I will be reviewing the adequacy of all these measures on a daily basis and will add to them or lift them as appropriate.


I regret the need for these steps and would again ask for everyone’s continued co-operation in dealing with this potentially very serious situation.


I appreciate the responsible attitude which members of the public and the farming community have shown since this emergency began. I want to re-emphasise the need for vigilance and for the concept of fortress farms. I would again strongly advise against any gatherings of farmers or of people on farms. I would again ask the public to keep away from farms and farmland except where it is vital for the delivery of essential services. Organisers of sporting events should consider whether it is really necessary for them to go ahead. If they are in doubt, they should seek my Department’s advice through the use of the help lines.


I also want to say that I appreciate the interest of the media in this subject and their anxiety to keep the public informed.

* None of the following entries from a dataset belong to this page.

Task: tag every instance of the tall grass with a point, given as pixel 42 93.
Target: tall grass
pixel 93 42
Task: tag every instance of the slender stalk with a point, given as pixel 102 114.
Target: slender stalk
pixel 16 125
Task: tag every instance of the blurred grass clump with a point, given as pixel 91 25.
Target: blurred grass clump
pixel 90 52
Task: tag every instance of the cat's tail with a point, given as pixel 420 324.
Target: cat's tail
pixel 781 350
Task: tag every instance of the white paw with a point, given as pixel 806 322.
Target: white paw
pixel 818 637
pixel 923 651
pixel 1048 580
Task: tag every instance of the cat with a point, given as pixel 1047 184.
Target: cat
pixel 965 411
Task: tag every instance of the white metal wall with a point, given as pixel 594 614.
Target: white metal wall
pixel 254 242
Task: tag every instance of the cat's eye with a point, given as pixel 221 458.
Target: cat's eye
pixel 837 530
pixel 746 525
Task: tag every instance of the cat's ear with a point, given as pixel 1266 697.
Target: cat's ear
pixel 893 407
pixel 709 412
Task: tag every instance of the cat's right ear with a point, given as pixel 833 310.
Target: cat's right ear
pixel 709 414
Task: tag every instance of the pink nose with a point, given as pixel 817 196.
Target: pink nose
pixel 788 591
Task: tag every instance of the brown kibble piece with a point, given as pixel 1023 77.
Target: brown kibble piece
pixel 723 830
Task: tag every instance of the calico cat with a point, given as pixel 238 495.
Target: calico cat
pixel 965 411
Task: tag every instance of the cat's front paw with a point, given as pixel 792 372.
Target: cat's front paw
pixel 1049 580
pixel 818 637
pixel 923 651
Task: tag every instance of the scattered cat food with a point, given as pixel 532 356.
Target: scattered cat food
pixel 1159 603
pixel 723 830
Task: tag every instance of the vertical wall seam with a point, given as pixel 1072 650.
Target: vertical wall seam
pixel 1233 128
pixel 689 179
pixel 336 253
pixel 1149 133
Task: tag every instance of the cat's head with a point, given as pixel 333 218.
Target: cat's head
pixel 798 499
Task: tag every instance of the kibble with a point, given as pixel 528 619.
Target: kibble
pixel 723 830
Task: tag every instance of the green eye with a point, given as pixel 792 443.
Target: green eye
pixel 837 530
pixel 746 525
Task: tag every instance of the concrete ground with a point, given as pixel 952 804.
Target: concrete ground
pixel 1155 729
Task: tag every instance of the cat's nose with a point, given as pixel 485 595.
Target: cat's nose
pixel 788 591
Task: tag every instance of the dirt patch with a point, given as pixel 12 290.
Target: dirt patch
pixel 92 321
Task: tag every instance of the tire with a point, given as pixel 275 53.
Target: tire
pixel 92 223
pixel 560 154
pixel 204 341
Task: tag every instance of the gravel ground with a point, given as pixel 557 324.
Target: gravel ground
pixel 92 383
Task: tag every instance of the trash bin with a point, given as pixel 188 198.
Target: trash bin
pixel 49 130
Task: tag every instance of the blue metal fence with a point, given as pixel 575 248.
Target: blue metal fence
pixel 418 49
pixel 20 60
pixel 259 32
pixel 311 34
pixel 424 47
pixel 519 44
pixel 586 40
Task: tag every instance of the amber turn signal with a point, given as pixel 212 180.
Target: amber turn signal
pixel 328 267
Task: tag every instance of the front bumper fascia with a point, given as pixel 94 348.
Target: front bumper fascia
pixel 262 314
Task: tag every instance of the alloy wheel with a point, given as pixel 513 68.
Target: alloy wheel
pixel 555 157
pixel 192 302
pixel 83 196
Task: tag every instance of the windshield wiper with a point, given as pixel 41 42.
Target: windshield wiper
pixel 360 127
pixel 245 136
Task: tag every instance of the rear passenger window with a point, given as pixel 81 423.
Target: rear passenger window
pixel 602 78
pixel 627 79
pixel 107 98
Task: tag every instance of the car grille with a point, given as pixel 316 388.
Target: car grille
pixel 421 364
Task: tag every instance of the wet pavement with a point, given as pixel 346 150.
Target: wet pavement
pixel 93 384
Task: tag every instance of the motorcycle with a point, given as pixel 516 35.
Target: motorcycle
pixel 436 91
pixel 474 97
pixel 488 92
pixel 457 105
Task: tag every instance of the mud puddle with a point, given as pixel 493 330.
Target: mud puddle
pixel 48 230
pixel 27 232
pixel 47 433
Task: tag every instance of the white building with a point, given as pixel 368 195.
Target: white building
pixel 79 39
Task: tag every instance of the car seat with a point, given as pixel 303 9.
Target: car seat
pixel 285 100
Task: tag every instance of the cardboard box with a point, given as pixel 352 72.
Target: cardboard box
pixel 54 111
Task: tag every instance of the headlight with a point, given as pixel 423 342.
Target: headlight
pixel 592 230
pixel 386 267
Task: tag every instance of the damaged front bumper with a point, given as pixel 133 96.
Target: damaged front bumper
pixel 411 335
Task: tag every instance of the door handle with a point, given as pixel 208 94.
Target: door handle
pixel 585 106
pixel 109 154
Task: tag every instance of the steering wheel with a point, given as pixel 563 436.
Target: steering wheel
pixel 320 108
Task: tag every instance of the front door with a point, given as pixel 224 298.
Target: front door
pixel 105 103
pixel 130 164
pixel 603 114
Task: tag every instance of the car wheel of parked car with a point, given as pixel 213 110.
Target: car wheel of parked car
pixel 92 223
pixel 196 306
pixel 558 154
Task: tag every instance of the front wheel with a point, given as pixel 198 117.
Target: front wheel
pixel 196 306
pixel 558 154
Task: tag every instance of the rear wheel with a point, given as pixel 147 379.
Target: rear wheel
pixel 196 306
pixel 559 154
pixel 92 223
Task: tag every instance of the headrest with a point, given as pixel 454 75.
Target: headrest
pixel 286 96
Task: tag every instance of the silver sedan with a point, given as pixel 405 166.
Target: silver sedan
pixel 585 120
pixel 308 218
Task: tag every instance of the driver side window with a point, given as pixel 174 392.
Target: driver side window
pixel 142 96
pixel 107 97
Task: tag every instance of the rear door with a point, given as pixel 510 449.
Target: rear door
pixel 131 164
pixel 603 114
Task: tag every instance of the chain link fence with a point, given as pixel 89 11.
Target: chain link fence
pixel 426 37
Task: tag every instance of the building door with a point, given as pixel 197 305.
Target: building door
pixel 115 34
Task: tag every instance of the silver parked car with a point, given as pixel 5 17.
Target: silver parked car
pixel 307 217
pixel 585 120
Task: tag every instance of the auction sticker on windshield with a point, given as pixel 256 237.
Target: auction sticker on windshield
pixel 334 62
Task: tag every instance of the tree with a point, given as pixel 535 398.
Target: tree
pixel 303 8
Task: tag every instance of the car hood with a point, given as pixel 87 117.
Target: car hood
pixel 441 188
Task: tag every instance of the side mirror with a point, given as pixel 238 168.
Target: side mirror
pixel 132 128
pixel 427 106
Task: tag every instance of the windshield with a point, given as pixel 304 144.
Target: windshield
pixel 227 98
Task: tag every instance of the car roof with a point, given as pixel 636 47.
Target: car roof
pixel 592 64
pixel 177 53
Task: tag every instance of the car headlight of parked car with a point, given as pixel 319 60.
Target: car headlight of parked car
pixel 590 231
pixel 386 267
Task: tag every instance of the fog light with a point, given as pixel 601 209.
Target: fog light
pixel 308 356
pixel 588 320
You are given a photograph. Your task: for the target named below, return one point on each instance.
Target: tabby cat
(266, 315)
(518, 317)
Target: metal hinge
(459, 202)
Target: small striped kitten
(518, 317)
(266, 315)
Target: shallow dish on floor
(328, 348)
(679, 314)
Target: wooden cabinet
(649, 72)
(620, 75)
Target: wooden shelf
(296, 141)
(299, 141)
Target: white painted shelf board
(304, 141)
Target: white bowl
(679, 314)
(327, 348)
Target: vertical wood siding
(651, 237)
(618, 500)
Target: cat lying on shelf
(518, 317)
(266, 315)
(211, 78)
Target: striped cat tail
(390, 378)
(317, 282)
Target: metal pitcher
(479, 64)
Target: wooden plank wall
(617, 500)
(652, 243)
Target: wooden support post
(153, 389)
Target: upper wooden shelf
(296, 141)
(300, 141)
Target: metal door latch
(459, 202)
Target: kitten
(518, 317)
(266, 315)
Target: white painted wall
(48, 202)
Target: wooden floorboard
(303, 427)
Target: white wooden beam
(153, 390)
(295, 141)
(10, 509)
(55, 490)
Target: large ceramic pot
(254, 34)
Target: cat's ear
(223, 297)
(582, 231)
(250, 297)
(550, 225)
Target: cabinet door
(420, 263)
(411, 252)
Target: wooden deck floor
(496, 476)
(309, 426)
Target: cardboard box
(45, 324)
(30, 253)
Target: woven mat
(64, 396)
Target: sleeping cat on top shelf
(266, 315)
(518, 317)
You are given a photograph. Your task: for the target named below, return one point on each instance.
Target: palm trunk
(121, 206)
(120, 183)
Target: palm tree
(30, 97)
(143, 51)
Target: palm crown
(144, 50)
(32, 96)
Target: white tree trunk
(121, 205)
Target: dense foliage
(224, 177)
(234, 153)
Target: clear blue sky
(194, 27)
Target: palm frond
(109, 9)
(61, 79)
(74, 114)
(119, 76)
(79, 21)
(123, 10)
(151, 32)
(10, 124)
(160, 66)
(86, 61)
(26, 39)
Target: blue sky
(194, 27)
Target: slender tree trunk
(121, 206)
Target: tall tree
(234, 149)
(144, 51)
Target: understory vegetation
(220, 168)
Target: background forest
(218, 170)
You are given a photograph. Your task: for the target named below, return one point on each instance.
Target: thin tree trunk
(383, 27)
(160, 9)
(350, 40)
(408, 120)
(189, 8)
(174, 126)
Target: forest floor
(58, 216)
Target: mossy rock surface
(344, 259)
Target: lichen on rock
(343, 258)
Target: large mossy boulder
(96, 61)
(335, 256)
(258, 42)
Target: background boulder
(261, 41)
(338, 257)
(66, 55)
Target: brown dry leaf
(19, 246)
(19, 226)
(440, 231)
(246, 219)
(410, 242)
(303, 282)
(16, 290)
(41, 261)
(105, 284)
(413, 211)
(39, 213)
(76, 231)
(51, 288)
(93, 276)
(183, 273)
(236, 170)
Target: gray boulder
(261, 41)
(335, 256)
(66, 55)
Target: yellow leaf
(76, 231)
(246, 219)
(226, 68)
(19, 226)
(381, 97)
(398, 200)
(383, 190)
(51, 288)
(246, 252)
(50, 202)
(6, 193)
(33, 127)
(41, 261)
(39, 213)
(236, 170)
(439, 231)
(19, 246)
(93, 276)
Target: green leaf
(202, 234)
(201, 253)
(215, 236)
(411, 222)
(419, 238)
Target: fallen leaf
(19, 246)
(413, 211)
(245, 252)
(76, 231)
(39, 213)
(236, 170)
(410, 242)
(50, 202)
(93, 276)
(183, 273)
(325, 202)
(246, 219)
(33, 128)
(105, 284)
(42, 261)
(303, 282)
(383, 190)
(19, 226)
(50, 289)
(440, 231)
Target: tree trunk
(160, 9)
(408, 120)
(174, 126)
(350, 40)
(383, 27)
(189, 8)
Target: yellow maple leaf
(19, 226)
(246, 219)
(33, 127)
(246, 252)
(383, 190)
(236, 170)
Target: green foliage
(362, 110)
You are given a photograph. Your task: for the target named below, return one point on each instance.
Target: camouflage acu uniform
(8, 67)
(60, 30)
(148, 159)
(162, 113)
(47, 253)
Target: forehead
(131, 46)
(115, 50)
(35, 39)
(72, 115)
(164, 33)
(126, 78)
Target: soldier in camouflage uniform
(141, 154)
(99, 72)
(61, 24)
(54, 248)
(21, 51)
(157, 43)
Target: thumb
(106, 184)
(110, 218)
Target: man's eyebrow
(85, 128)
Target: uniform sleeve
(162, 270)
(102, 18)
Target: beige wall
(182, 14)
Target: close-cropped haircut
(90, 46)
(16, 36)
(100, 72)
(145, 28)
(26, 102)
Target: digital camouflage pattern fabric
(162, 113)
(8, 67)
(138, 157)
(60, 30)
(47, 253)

I want to help you as much as I can to achieve this objective. However you too have a major responsibility as regards observing the precautions I have outlined above.


I know that some of these precautions are going to be inconvenient. However it is imperative that everybody does everything possible to prevent the introduction and spread of this disease. I know that great hardship is being caused for farmers and that collection of milk supplies is becoming extremely difficult”.